An Interview with John Markoff
Pages: 1, 2, 3, 4, 5, 6
Koman: So you think it's sort of required that there was this activist, make the world better, culture?
Markoff: Well, the hacker culture in general. I think Fred Moore should be the patron saint of the open source movement. That really was what he was all about. He was just dialed a little bit more towards the activist side. The "information should be free" sense of sharing has always been part of the hacker culture. Going all the way back to MIT where software was merely something you used to animate the machine and the culture of sharing was expressed by the fact that the software was stored on paper tapes and shared by putting them in a particular drawer, where anybody could have access to them.
Koman: So you did bring up Gates' infamous Open Letter to Hobbyists. This really encapsulates the split between the proprietary and open source approaches.
As the majority of hobbyists must be aware, most of you steal your software. Hardware must be paid for, but software is something to share. Who cares if the people who worked on it get paid? ...Who can afford to do professional work for nothing? What hobbyist can put 3 man-years into programming, finding all bugs, documenting his product and distribute for free? The fact is, no one but us has invested a lot of money in hobby software ... Most directly, the thing you do is theft. ... Bill Gates, General Partner, Microsoft
Markoff: The stake in the ground that I used to end my book was the incident that got Bill to write that letter. I thought that I was going to be able to figure out who stole the tape with Altair BASIC because both Manes and Levy had written about the theft of Altaire BASIC in June 1975 and they both fingered Steve Dompier as the person who did it. So I went up to Montana to talk to Dompier and he's got an alibi.

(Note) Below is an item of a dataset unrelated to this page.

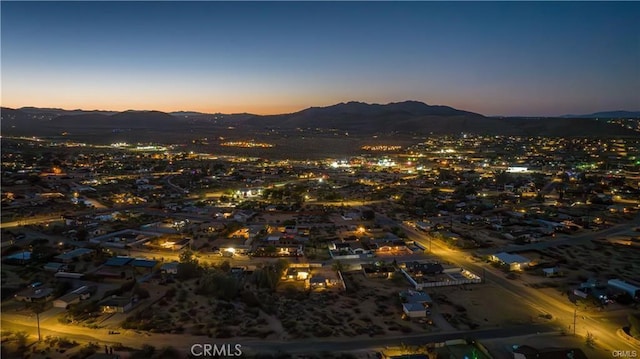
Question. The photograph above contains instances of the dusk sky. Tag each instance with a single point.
(494, 58)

Dompier said it wasn't him. He had been beta-testing Altair BASIC and Gates had given him a copy, and he actually took me out to his bus and showed me the signed copy of the tape of Altair BASIC and he was keeping a kind of low profile because he had a copy.
Dan Sokel told both Manes and Levy that it was Dompier. I don't know if Dan is telling the truth or not. Sokel, who was a semiconductor-engineering manager for a technology firm in Silicon Valley got a copy of the tape and he made 70 copies and handed them out the next week at Homebrew on the grounds that if you got a copy you made a copy for a friend. Because that was the culture of Homebrew--sharing.
And, it's funny, it took a half year for Gates to find out about this. Things didn't move with the speed they do now. But he wrote that letter I believe in February of '76, calling the hobbyists pirates, keeping him from creating a business.
Koman: And the reaction to that was?
Markoff: Oh, the hobbyists were outraged because they thought he was charging usurious amounts for software that should be inexpensively or freely available. It was at that moment that the split between those two worlds came into clear focus.
Koman: It seems like the hacker ideal went into remission in the great companies of the '70s and '80s and came back--I mean besides Stallman being a constant there--it didn't really come back until the explosion of Linux, right?
Markoff: Yeah, it's kind of interesting where ... you know, why did it go into remission? That's kind of interesting because there was Tiny BASIC around and it had a community of people supporting it. It was totally the open source model and I guess there was no ... I should ask Dennis Allison (creator of Tiny BASIC) about that. I don't have a clear sense of why the Tiny BASIC community died out in the face of Microsoft BASIC. But it's an interesting question. Maybe if the Tiny BASIC people had continued, kind of Stallman-like, to compete against Microsoft the world would have been very different. But that's not what happened. Maybe it's that Gates was successful in bundling and that BASIC came with all the machines.
Koman: This idea of activism and improving the world with technology which is a very sort of '60s idea ... so we have the 1984 ad, we have Think Different. To what degree do these billion-dollar companies continue to tap into the legend of personal computing as a radical act?
Markoff: Yeah, just yesterday I interviewed Steve Jobs and I was asking him what they were going to do with podcasts and if they were going to charge for podcasts and Steve was very adamant on the fact that Apple was going to do it differently, that they were creating ecosystems and they were going to take their slice on the hardware, selling iPods, and that they were not going to try to take a slice of revenue from the content. He said, "We think different."
Jobs in particular is very attached to the counterculture. If you read his Stanford commencement speech--the whole bottom third of it is about the impact the Whole Earth Catalog had on him. He still takes these things pretty seriously, very seriously in fact.
And you know, Apple's done a fair amount to support open source development. They put some of their key technologies in the open source community. Clearly it's to their advantage. There's this virtuous circle that companies like Apple and IBM and Sun are trying to tap into. And you're right, it's the legacy of the '60s, which has otherwise vanished from the face of the earth.
But you do have this sharing economy that has emerged largely because of the internet; the existence of the network makes it so easy to share digital information. And now you're getting these architectures that really enhance cooperation.
You're seeing things like My Web 2.0 and every other example of user-generated content structures that I think ... that sphere is expanding very rapidly and it will have more and more influence and compete directly with the proprietary sphere.